In our day to day lives most of us take eating for granted. This is until we have a child who is limited with their diet and resistant to trying and eating new foods, this is when the challenge begins. If you have been following the steps in my past blogs you will have found there are many ways that we can support our children to enjoy a variety of foods in a non-conventional ‘sit there and eat it’ approach which doesn’t provide a healthy association with eating in later life.
This topic considers all of the steps we need to embrace to reach our goal of eating with Grow Nutrition’s ‘The Eating Pyramid’.
Each step needs to be fulfilled to be able to reach the final step of eating. This is where Project Munch’s #1 Play comes into action.
When you explore foods together using all of your senses without the pressure of having to eat them the fear reduces and they become more open to trying them. So keep on providing opportunities to experience fresh foods together away from the dinner table.

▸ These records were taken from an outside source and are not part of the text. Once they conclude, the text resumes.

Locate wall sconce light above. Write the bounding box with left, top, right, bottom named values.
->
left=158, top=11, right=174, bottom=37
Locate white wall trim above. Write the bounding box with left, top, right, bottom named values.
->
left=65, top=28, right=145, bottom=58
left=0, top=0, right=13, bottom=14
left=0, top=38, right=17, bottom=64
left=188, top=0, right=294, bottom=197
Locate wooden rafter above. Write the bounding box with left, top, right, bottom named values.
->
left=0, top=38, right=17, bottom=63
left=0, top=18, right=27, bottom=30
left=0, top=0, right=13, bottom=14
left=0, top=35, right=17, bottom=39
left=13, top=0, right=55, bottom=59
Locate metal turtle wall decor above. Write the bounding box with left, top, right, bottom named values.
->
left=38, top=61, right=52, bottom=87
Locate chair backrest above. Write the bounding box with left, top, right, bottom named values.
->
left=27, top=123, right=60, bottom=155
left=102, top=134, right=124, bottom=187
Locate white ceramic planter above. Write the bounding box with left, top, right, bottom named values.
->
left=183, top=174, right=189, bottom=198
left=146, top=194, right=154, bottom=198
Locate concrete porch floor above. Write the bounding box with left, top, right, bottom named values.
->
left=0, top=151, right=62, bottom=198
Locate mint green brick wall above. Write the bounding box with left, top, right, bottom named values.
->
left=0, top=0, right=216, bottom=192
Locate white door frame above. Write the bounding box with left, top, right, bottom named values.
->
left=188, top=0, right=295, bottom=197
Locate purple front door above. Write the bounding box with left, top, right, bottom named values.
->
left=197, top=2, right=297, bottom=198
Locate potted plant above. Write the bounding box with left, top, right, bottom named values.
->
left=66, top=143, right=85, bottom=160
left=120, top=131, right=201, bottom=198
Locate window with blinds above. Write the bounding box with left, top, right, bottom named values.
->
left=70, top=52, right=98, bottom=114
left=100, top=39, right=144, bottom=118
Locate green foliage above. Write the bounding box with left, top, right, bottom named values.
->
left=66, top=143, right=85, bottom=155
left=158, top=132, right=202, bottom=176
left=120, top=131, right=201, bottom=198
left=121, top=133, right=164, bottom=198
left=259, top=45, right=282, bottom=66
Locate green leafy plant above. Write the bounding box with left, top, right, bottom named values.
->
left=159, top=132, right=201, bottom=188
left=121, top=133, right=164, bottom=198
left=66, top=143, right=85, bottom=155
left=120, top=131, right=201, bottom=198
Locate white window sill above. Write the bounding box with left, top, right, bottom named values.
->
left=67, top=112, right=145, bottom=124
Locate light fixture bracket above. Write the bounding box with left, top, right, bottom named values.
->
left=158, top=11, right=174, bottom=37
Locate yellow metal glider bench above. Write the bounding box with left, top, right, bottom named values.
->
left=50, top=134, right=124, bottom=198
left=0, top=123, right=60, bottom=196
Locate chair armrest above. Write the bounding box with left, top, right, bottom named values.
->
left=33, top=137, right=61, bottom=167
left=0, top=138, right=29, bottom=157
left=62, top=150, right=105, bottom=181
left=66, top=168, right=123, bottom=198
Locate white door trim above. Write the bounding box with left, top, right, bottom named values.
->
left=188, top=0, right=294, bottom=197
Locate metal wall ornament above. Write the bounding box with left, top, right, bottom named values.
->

If for example your child initially doesn’t like the appearance of a food, then you can be certain they aren’t going to try it in a dish you have made. Together dissect it, use tweezers, chopsticks or toothpicks to move it around if they don’t like the feel of it. Play games with it making it into fruit or vegetable characters, see if it will sink or float, see if you can grate it into tiny pieces, or play measuring games pretending you are serving up food for their dolls/teddies.
Be creative!
Exposure at each stage of the pyramid is key before they can move up the pyramid to reach the goal of eating it.